I just took a walk through some of the suburbs of Phoenix, checking out the local yard birds — Curve-billed Thrasher, Gila Woodpecker, Verdin, etc — who are novel to those who don’t live in the Southwest. I flew to Arizona yesterday to meet the S.O. who's been working here a couple weeks. There’s a sweet spot to time spent apart — especially when you’re two creative sorts who can spend long stretches consumed by their latest project(s) and like the space to do so — but too much time apart is not the best for relationship maintenance either. Hence I’m in Phoenix for a few days.
I was last here a year ago while on our way to Kerrclipse, in Texas. It's familiar, but everything sits differently now. Suffice to say, I was glad just now (and winced) to see a few of the locals had left their Harris/Walz signs up in their yards. Quiet resistance is equally important, or at least I’ve been telling myself that these past few weeks, when I’ve put more of my emphasis on art and community.
Thus far in 2025, a pattern is starting to form of me putting my head-down and working nearly non-stop for a stretch, and then going out of town. Which is another reason I’m here at the moment: I finally had a few days to come up for air after a month of spinning plates between my musical endeavors and two, worthy extra-curricular activities which called my attention.
One was helping develop a ‘Nature Walk through the Gallery’ at the Asian Art Museum with a fellow hawkwatcher who works there. I wasn’t 100% sure what this would entail when I said yes, right after February’s ‘Flight Lessons’ show. I just saw “art” and “birds” and “museum,” and said, “cool, sign me up!” ‘Cool,’ in a word, is pretty much how the experience has played out. Museums, like libraries, are just a good, enriching place to go, if you can swing it. And IDing, learning and helping others understand birds via art pieces that weren’t necessarily meant to be illustrative has been expansive in unforeseen ways. I’ve learned how the DMZ is an important place for crane migration and about the work of Qi Baishi, and been amazed anew at just how much can be conveyed via a brushstroke. Plus when I wasn’t acquainting myself with the Japanese Cormorants, Geese and Goshawks in the Japanese Rotation, I could go upstairs and visit the beautiful Buddhas and Ganesha’s from ancient India.

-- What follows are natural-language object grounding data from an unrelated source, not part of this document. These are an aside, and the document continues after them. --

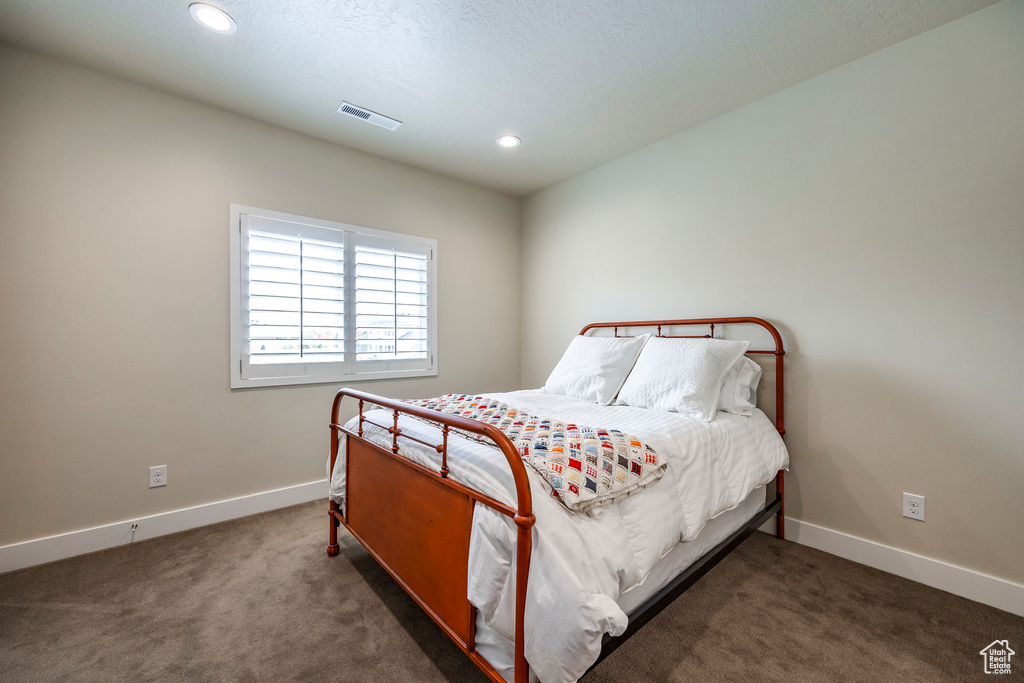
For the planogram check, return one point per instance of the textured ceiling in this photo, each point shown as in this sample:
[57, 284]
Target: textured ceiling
[582, 82]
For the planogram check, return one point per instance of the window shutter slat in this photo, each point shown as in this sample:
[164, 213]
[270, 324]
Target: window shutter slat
[296, 299]
[390, 304]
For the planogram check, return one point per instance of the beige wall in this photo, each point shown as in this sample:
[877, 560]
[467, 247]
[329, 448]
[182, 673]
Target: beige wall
[877, 214]
[114, 295]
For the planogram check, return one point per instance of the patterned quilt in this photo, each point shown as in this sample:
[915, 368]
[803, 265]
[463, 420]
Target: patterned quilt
[585, 468]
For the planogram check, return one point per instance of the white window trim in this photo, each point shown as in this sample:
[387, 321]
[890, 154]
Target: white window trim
[238, 290]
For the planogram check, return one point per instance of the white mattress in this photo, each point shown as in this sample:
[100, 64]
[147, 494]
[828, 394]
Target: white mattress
[582, 565]
[499, 651]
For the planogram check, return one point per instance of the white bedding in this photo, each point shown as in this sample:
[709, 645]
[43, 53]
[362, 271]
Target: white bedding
[581, 565]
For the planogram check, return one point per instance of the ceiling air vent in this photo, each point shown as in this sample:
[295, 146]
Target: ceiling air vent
[369, 117]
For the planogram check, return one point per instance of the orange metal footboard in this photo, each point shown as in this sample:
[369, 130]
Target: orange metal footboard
[417, 522]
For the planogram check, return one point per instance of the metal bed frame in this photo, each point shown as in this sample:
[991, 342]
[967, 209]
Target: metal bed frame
[419, 527]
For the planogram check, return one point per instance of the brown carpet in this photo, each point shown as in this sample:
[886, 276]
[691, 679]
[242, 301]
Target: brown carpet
[257, 599]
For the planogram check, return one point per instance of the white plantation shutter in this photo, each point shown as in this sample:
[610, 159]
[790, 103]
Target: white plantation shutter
[392, 303]
[318, 301]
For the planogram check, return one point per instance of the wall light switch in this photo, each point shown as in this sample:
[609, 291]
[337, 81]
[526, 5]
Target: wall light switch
[913, 506]
[158, 476]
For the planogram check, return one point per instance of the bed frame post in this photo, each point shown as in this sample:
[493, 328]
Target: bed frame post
[332, 546]
[780, 515]
[524, 546]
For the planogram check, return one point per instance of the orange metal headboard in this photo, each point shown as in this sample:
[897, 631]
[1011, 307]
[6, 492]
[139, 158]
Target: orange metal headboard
[778, 351]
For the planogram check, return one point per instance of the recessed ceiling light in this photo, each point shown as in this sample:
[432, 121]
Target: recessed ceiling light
[211, 17]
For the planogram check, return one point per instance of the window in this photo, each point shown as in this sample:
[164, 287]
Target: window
[318, 301]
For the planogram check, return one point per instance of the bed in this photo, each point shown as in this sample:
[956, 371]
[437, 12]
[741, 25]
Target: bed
[524, 589]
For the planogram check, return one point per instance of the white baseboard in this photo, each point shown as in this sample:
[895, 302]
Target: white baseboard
[29, 553]
[966, 583]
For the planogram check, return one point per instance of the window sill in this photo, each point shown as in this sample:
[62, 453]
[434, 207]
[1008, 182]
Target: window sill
[240, 383]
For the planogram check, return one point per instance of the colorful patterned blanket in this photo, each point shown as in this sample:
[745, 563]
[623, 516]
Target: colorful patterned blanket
[585, 468]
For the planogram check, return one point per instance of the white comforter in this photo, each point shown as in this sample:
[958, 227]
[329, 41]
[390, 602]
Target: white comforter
[581, 564]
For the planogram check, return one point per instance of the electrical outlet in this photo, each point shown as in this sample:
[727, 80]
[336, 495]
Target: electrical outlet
[158, 476]
[913, 506]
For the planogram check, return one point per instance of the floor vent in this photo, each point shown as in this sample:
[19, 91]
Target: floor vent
[369, 117]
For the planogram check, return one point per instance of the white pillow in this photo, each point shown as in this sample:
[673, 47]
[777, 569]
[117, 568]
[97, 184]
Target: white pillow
[594, 368]
[739, 390]
[681, 375]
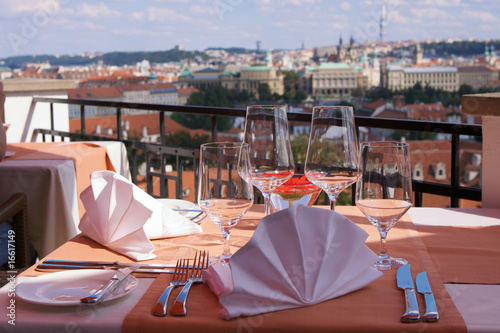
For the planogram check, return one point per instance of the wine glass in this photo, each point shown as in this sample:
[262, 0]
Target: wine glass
[384, 191]
[225, 193]
[271, 159]
[332, 158]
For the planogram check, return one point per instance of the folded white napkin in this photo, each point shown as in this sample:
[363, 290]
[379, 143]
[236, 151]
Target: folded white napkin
[122, 217]
[297, 257]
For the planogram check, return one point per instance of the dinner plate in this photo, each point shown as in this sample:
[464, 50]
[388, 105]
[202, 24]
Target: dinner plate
[68, 287]
[184, 204]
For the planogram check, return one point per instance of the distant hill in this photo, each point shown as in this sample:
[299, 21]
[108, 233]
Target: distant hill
[458, 48]
[112, 58]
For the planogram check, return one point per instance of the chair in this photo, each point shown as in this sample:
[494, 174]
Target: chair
[15, 209]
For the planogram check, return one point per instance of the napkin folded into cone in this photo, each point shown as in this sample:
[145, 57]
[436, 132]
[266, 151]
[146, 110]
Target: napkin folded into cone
[297, 257]
[122, 217]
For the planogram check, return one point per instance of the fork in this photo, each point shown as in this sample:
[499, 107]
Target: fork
[200, 264]
[178, 279]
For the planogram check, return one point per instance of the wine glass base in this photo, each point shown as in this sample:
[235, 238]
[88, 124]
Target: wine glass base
[218, 260]
[384, 264]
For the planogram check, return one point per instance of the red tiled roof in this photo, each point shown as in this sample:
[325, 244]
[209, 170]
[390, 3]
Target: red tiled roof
[94, 92]
[136, 124]
[186, 91]
[374, 105]
[146, 86]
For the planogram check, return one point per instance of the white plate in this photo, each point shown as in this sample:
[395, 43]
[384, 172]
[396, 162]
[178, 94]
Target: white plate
[183, 204]
[68, 287]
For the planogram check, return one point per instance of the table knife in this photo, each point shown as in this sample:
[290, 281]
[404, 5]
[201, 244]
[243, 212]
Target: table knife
[405, 282]
[109, 287]
[431, 314]
[103, 263]
[48, 267]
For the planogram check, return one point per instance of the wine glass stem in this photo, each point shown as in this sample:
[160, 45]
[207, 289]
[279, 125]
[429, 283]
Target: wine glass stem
[226, 250]
[383, 247]
[333, 200]
[267, 202]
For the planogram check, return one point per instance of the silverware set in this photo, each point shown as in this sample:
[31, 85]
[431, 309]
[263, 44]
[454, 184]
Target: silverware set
[405, 282]
[184, 275]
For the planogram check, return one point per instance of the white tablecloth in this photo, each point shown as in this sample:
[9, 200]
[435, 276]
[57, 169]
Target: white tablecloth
[478, 304]
[50, 186]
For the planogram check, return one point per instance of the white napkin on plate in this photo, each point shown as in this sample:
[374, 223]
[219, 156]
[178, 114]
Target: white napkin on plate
[297, 257]
[122, 217]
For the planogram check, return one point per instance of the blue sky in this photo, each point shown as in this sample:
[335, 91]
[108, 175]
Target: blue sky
[73, 26]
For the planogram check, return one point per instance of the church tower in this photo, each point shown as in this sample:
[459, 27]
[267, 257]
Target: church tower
[418, 56]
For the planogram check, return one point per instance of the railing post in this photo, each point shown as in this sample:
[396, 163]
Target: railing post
[119, 135]
[455, 170]
[52, 119]
[162, 127]
[214, 128]
[82, 118]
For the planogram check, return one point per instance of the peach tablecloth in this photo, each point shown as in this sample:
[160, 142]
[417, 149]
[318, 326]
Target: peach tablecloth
[376, 307]
[52, 175]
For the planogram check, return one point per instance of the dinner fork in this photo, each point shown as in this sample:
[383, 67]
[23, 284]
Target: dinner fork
[200, 264]
[178, 279]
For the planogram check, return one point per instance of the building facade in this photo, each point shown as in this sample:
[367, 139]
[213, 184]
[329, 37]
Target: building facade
[248, 79]
[400, 78]
[477, 76]
[330, 79]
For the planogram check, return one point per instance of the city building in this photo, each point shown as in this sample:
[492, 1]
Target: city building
[330, 79]
[154, 93]
[398, 77]
[249, 79]
[477, 76]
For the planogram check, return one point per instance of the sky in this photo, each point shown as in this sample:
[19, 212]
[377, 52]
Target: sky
[34, 27]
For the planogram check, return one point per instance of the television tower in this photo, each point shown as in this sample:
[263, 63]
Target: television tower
[383, 23]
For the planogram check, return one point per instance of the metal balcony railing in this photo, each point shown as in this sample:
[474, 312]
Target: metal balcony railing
[156, 153]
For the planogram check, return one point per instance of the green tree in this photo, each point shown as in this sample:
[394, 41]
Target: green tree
[264, 93]
[300, 95]
[184, 139]
[214, 96]
[465, 89]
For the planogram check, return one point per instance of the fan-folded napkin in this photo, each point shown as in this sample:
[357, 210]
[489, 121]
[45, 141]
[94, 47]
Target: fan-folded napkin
[122, 217]
[297, 257]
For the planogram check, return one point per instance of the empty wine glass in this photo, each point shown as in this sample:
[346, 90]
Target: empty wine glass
[332, 154]
[271, 159]
[384, 191]
[225, 194]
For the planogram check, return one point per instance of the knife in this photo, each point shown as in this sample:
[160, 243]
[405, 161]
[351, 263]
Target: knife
[431, 314]
[109, 287]
[103, 263]
[47, 267]
[405, 282]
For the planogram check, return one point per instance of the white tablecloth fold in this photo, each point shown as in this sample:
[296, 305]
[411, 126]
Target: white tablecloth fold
[297, 257]
[122, 217]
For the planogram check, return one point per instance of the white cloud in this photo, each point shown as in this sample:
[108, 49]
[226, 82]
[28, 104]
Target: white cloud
[278, 24]
[156, 14]
[267, 9]
[481, 16]
[442, 3]
[87, 25]
[429, 13]
[345, 5]
[95, 11]
[172, 1]
[140, 32]
[196, 9]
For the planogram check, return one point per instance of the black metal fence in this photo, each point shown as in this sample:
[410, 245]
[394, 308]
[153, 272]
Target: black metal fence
[160, 151]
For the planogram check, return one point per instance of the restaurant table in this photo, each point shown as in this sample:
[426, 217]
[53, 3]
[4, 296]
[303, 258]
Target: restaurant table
[52, 175]
[458, 249]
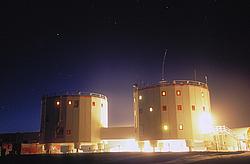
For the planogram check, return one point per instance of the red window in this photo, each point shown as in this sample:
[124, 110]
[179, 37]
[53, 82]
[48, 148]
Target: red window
[178, 93]
[193, 107]
[58, 104]
[68, 132]
[181, 127]
[164, 108]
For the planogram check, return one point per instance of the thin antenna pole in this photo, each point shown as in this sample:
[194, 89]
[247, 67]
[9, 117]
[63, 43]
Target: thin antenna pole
[163, 66]
[194, 74]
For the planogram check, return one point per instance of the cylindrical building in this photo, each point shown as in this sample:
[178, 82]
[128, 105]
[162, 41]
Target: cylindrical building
[73, 118]
[177, 110]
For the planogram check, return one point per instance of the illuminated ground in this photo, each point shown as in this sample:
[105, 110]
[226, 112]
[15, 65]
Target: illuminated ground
[193, 157]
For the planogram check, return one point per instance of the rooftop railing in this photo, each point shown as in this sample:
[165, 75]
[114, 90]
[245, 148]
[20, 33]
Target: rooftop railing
[174, 82]
[75, 93]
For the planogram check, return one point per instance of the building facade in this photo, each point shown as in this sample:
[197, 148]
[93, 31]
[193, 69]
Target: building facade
[73, 118]
[177, 110]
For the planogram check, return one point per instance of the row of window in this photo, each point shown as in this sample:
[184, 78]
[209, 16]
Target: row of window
[76, 103]
[164, 93]
[165, 127]
[179, 107]
[70, 102]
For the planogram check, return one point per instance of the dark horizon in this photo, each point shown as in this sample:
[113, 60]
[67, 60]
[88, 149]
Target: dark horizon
[107, 46]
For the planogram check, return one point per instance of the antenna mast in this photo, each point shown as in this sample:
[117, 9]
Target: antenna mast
[163, 66]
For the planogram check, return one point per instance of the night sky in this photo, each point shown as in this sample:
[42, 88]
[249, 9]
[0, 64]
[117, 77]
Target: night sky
[105, 46]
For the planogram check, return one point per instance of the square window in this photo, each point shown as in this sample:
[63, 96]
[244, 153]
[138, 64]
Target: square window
[68, 132]
[178, 93]
[179, 107]
[164, 108]
[193, 107]
[76, 103]
[58, 104]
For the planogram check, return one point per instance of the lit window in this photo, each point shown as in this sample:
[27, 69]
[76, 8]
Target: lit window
[68, 132]
[193, 107]
[164, 108]
[165, 127]
[180, 127]
[76, 103]
[179, 107]
[178, 92]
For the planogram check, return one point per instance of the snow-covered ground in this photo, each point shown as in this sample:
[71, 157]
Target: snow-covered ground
[188, 157]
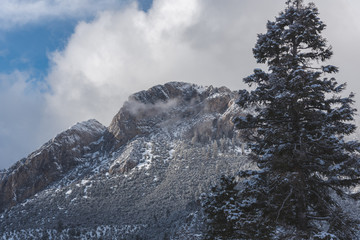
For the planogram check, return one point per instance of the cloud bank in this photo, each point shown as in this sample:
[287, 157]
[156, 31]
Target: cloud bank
[208, 42]
[20, 12]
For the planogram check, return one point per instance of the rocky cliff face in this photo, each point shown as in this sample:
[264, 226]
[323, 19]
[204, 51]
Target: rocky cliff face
[48, 164]
[140, 177]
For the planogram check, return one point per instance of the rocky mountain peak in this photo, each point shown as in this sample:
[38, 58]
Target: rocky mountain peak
[49, 163]
[142, 175]
[171, 101]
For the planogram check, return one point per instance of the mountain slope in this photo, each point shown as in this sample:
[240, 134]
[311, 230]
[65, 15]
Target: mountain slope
[139, 178]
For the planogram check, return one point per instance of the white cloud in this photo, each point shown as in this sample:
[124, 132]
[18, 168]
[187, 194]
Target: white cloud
[207, 42]
[201, 41]
[20, 12]
[126, 51]
[21, 107]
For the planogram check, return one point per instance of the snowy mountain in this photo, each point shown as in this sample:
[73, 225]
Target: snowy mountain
[139, 178]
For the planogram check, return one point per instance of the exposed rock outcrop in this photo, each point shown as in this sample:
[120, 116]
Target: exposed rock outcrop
[48, 164]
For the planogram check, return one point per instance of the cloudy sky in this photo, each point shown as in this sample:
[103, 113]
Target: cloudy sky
[65, 61]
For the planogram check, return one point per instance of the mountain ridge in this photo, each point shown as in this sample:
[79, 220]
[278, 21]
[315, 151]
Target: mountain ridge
[163, 148]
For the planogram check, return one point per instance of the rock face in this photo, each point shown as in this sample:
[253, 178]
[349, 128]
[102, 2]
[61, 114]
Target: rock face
[147, 110]
[48, 164]
[140, 178]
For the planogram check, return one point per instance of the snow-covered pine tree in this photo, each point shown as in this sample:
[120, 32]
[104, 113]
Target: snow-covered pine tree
[300, 120]
[215, 204]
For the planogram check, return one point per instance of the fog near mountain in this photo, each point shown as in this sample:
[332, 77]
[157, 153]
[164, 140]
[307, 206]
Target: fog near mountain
[141, 177]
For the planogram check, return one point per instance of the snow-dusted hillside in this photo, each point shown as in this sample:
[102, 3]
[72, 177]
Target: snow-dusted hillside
[140, 178]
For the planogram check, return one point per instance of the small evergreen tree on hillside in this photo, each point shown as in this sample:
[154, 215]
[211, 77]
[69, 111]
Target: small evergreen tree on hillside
[300, 121]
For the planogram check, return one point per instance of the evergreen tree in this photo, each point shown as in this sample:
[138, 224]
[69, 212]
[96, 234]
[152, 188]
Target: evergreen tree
[216, 204]
[300, 120]
[299, 123]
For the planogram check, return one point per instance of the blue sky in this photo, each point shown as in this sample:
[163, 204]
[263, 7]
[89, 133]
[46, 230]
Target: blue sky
[26, 47]
[67, 61]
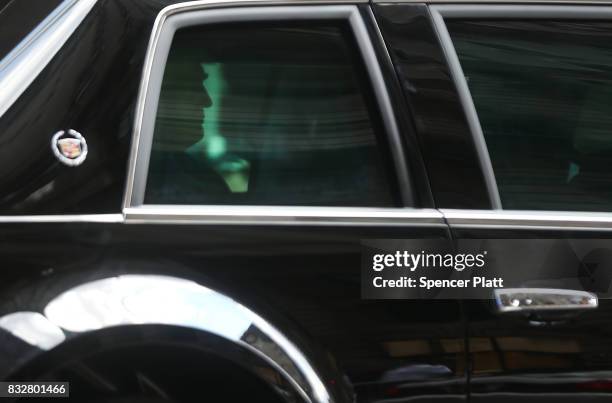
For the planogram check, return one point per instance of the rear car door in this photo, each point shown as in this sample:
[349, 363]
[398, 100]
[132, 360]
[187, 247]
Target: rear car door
[266, 147]
[534, 88]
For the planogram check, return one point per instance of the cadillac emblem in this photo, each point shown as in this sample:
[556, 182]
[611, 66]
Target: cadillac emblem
[69, 147]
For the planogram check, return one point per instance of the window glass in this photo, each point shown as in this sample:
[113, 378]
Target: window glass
[543, 93]
[267, 114]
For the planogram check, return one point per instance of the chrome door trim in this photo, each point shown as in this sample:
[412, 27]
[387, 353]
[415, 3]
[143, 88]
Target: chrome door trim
[24, 63]
[528, 300]
[160, 43]
[487, 2]
[283, 215]
[519, 219]
[469, 109]
[149, 299]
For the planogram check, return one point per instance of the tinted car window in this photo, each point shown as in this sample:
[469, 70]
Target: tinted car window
[543, 93]
[266, 115]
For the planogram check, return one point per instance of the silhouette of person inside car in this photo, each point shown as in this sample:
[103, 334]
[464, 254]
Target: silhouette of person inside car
[177, 176]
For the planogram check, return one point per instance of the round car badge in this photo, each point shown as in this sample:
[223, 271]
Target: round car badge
[69, 147]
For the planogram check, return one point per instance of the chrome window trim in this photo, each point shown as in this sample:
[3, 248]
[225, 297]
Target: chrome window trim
[467, 103]
[531, 11]
[441, 12]
[63, 218]
[20, 67]
[528, 219]
[283, 215]
[149, 93]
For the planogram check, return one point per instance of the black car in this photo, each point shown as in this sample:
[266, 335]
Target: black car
[186, 188]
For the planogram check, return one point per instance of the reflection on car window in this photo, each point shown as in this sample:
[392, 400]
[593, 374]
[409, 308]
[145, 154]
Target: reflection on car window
[543, 93]
[266, 115]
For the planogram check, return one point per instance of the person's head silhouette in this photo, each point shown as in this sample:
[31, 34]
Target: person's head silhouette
[182, 101]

The other activity that helped crowd my calendar was helping organize a celebration of the four-decade project Golden Gate Raptor Observatory with and for Friends of the GGRO, which was another wonderful convergence of science, nature, community and creativity. Over my dozen or so years volunteering for GGRO, I've been inspired to write several Hawk-Hill-related tunes, while many others have channeled their own inspiration into photos, haiku, films, paintings, quilts, more songs and even cakes (after posting the below photo on IG, a friend asked me if it was from the Cake Picnic, which I’d completely missed but heartily applaud). And that’s on top of all the scientific data and research that’s been generated! The celebration was a lovely acknowledgement of all this raptorific dedication, and more proof of both the wonder of nature and goodness of people … and why the best of humanity is worth fighting for.


So. Once I’m home this weekend, amid playing a couple of Bay Station gigs, I’ll also be showing up at my local Hands Off! National Day of Action event to help stay the course for peace, democracy, social justice and the so much more that makes life possible and worth living.